Though it is false to claim, as many have done in this thread, that such things are the one and only way to achieve such ends. I have been specifically, without prompting,
thanked by my players privately for the internal consistency and understandability of the world we run in, on separate occasions by two different players. I do not use hard "no absolutely not you cannot play that and will not have any opportunities to discuss it." But that doesn't mean the world of Jewel of the Desert is some timey-wimey ball of stuff.
Dragonborn are not anywhere near the established level of inclusion (so to say) for D&D that Vulcan are for Star Trek
Ahh, gotta love the catch-22. It's straight up "you must have 10 years experience in the field to get an entry level job in the field," just applied to a D&D race. It's not as old as Tolkien, so it couldn't possibly have as many examples as Tolkien's work has generated, so it won't be allowed, meaning
it won't get more new examples.
Self-perpetuating exclusion.
Excluding stuff, for whatever reason, is rapidly becoming socially unacceptable.
Hyperbole, much?
Viking hat DMing is all the rage today. With textual support, even! You're just finally noticing that that style of DMing is not well-liked by a lot of players.
Turns out the "my way or the highway" attitude eventually starts seeing more than a few people choose the highway. Shocking!
If I had kids, I'd make them teach me the "right way" to play D&D.

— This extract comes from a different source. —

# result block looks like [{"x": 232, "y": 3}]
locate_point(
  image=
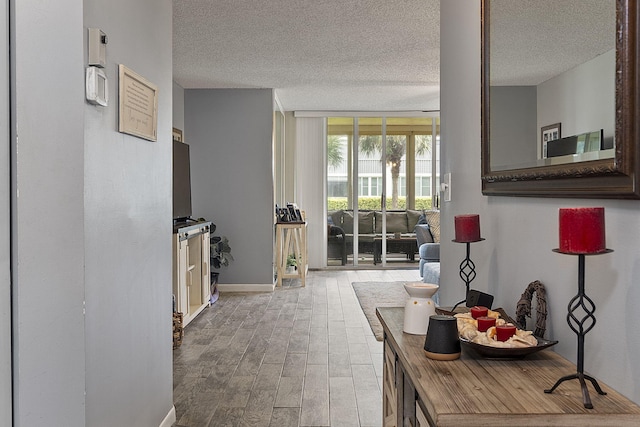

I used to know, but I think I've forgotten.
Couldn't put it better myself.
D&D was once about embracing the fantastic and the strange, about fueling imagination and derring-do, about effusive creativity. The freedom for DMs to explore any possible world they could conjure up, and players to find new ways to always ensure that no DM plan survived contact with them (for better or worse...)
Now? You will take only what is hard-line traditional and
like it. Do not question the wisdom of the ancients. Know your place,
player. Be thankful you get any game at all.
Thankfully, the pendulum has begun to swing back the other way.